Minnewaska State Park Preserve status update
According to Erik Humphries, veteran superintendent of the Minnewaska State Park Preserve, despite the humidity and on-and-off rainy weather this summer, attendance experienced an uptick. “Attendance was up slightly, even with the wet weather we experienced,” he said. This year the park added paddleboarding to its list of uses at Lake Minnewaska as a pilot program to be “evaluated for any improvement” that might be made for next summer.
When asked how the landscape was healing from the August 22 fires sparked by a lightning strike, resulted in several hundreds of acres being burned, Humphries said, “The areas of the fire are rebounding, as the landscape is a fire-dependent ecosystem,” meaning that many of the trees, like pitch pine, and other flora require fire to reseed and regenerate. “We do have monitoring plots in the fire zone from last year, and preliminary data show good pitch-pine regeneration from seed.”

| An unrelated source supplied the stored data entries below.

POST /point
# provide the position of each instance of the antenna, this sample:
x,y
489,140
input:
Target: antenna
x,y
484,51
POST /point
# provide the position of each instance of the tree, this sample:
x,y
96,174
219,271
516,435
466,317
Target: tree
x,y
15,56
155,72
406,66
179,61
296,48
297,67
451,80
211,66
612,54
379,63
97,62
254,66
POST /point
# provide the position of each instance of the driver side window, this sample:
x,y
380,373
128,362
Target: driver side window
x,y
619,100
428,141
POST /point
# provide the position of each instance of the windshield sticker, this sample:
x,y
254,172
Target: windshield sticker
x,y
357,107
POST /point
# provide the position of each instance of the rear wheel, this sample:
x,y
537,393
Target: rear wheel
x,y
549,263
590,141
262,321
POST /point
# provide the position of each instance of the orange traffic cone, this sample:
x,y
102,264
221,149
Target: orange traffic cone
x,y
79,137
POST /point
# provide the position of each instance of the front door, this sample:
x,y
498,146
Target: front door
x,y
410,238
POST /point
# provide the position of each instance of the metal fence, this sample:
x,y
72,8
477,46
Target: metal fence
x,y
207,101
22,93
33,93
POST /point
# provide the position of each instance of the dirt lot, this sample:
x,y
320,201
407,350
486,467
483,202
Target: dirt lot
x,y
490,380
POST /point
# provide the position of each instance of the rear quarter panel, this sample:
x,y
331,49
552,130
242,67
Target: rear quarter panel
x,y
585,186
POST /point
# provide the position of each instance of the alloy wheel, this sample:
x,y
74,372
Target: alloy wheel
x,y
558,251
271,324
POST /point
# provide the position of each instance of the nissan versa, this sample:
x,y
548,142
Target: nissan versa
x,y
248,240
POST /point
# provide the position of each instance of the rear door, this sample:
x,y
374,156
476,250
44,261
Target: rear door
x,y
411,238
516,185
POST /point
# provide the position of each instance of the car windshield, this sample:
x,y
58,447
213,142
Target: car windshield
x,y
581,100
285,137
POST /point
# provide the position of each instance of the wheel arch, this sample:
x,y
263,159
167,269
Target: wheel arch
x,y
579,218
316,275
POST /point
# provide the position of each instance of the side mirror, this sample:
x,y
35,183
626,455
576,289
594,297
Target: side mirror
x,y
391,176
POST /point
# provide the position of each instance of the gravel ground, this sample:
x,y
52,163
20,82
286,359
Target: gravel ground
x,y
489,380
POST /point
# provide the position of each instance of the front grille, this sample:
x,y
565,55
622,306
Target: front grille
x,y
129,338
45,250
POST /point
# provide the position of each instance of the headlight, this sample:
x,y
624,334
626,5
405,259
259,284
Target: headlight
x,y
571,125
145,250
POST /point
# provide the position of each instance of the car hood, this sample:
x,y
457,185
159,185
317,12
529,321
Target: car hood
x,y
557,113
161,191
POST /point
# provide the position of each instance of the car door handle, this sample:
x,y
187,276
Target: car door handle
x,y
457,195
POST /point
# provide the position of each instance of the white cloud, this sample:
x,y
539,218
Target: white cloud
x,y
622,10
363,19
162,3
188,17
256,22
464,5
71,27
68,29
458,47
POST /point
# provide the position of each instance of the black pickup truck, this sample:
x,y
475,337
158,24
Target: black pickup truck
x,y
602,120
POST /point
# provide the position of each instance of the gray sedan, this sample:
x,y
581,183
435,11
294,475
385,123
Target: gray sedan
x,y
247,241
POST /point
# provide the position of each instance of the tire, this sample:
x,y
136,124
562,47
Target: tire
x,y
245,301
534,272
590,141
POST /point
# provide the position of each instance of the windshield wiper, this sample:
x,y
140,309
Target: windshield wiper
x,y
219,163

Because the area of the fire was in a remote and difficult-to-access section of the park, firefighters created extensive bulldozer damage in an effort to put out the blaze and to create a breakline to contain the fire. The Mine Hole Trail, which begins in the Town of Wawarsing and climbs steeply towards High Point Carriageway, has since been closed to the public. According to Humphries, the bulldozing created a need for stabilization work that is being done by the park with the support of the New York/New Jersey Trail Conference, volunteers and stewards of the land. He said that he anticipates it to be reopened this fall.